A new paradigm for artificial intelligence

Details

Date Thursday April 23rd 2009
Time 4:00-5:00pm
Venue George E. Pake Auditorium, PARC

PARC Forum

Since the 1950’s the term “artificial intelligence” has evoked the use of computers to emulate the functioning of the brain, but in practice was implemented by circuits and systems which did not mirror brain circuitry. Even the “neural networks” intensively explored since the 1980s are built with simplified “neurons” consisting of point-like units with no spatial structure.

In contrast, real neurons in the brains of animals are electrically active tree structures, with thousands of inputs scattered over tens or hundreds of quasi-independent branches. Not only are inputs integrated nonlinearly in these branches, but patterns of input elicit a host of local interactions which adaptively control the excitability of the branches and the properties of the inputs themselves. Biological neural circuits can therefore be described as an electrically active and self-regulating computation fabric, which embeds a host of interwoven mechanisms to confer enormous computational power. 

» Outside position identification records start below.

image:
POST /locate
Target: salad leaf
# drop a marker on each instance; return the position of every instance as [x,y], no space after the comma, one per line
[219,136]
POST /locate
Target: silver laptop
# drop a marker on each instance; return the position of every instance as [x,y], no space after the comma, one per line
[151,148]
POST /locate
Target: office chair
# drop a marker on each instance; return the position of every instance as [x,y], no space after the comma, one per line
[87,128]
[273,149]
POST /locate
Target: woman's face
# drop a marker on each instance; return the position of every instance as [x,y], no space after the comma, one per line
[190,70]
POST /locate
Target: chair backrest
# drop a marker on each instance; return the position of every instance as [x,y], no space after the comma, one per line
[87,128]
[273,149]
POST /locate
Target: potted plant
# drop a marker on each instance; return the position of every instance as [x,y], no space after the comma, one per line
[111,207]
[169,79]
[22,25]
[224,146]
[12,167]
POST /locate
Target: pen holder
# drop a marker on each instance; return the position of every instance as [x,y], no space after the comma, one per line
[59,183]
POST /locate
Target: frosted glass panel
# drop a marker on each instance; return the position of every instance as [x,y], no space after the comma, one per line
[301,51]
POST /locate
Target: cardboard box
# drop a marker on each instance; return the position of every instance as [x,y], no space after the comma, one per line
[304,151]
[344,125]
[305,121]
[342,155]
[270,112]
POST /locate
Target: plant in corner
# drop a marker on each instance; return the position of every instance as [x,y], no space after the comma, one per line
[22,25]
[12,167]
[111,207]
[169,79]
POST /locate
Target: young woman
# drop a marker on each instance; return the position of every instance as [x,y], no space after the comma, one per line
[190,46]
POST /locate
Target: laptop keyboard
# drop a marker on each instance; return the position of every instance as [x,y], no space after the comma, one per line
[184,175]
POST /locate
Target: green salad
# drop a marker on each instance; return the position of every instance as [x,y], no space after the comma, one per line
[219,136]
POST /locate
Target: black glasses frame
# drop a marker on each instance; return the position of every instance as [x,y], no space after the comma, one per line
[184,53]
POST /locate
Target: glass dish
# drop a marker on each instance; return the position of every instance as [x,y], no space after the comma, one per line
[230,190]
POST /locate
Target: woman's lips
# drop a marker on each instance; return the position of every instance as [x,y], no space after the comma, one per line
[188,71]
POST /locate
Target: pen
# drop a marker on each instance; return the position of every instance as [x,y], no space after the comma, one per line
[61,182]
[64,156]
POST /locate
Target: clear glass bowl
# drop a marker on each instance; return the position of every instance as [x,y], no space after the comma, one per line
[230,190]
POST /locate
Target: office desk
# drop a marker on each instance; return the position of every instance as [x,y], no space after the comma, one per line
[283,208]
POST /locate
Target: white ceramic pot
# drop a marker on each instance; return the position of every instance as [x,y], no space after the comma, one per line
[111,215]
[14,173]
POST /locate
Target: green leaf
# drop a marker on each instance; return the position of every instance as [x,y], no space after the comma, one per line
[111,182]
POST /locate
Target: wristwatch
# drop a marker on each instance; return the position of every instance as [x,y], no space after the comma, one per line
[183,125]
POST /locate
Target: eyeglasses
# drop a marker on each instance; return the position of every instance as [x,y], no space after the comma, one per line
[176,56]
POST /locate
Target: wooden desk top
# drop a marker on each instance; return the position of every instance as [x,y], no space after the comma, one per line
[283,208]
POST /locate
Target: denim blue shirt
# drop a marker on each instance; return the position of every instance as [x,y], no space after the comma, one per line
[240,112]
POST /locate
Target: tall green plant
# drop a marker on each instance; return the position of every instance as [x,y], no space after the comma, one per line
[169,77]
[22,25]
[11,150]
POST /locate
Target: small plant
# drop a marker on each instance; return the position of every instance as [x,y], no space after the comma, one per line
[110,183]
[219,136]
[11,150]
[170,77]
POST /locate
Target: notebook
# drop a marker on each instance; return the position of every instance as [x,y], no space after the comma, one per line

This talk will describe how systems are being built and embedded with some of the many local neural mechanisms discovered by neuroscientists, and already exhibit certain computational powers beyond prior artificial sensory systems.

Presenter(s)

Dr. Paul Rhodes has been a Visiting Scholar at Stanford University and is the head of Evolved Machines, Inc., which is pioneering the synthesis of artificial neural circuits and their application to olfaction and visual object recognition.

Evolved Machines aims to develop the first generation of devices truly based on brain circuitry, pioneering the fusion of neuroscience and engineering to develop new categories of machines which embed some of the capacities of biological neural systems.

Dr. Rhodes’ academic research in the 1990s concerned simulations of cortical neurons and circuits. He received a Ph.D. and M.S. in neuroscience at NYU Medical School, and received an M.S. in Physics from Stanford after graduating with an A.B. in Physics, Magna cum Laude, from Harvard.